▶ Date: 2023.2.14(TUE)

▶ Time: 1:30pm ~ 2:30pm

▶ Venue: Research Building I, #310 / Offline

▶ Speaker: Dr. Youngsup Song(Lawrence Berkeley National Laboratory)

▶ Title: Toward Carbon-Neutral Energy Generation and Storage via Multiphase Thermal-Fluids and Materials Innovations

▶ Abstract:

As roughly 90% of greenhouse gas emissions involve heat transfer processes, breakthroughs in thermal-fluid sciences will play a pivotal role to mitigate climate change. In particular, the combination of low-carbon power generation and scalable energy storage technologies will enable deep decarbonization of our energy usage. Considering most current power generation being related to the steam cycle, enhancing boiling heat transfer is critical for efficient power generation. As we move toward renewables, we also need scalable and affordable energy storage technologies such as thermal energy storage (TES) to completely replace fossil fuels. My research covers strategies to tackle challenges in enhanced boiling and TES through multiphase thermal-fluids and materials innovations. In the first part of this seminar, I will discuss a mechanistic understanding and enhancement of pool boiling heat transfer via surface property and structure design of a boiling surface. The second part of this seminar will focus on a supercooling phenomenon of phase change materials (PCMs) for TES. The degree of supercooling, i.e., a freezing temperature, changes with almost every material and system parameters due to the inherent coupling of nucleation with heat transfer.

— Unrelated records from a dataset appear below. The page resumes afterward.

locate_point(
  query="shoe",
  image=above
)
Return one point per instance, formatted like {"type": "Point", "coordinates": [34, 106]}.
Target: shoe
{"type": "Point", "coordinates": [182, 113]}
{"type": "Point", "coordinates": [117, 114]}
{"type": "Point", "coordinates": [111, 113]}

To address this phenomenon for optimized industry-scale TES systems, we have developed an accurate framework to predict the degree of supercooling, with experimental validations, by stochastic modeling of nucleation coupled with heat transfer. These fundamental understanding and enhancement of multiphase thermal-fluids and TES can ultimately lead to deep decarbonization of our energy systems and other sustainability applications.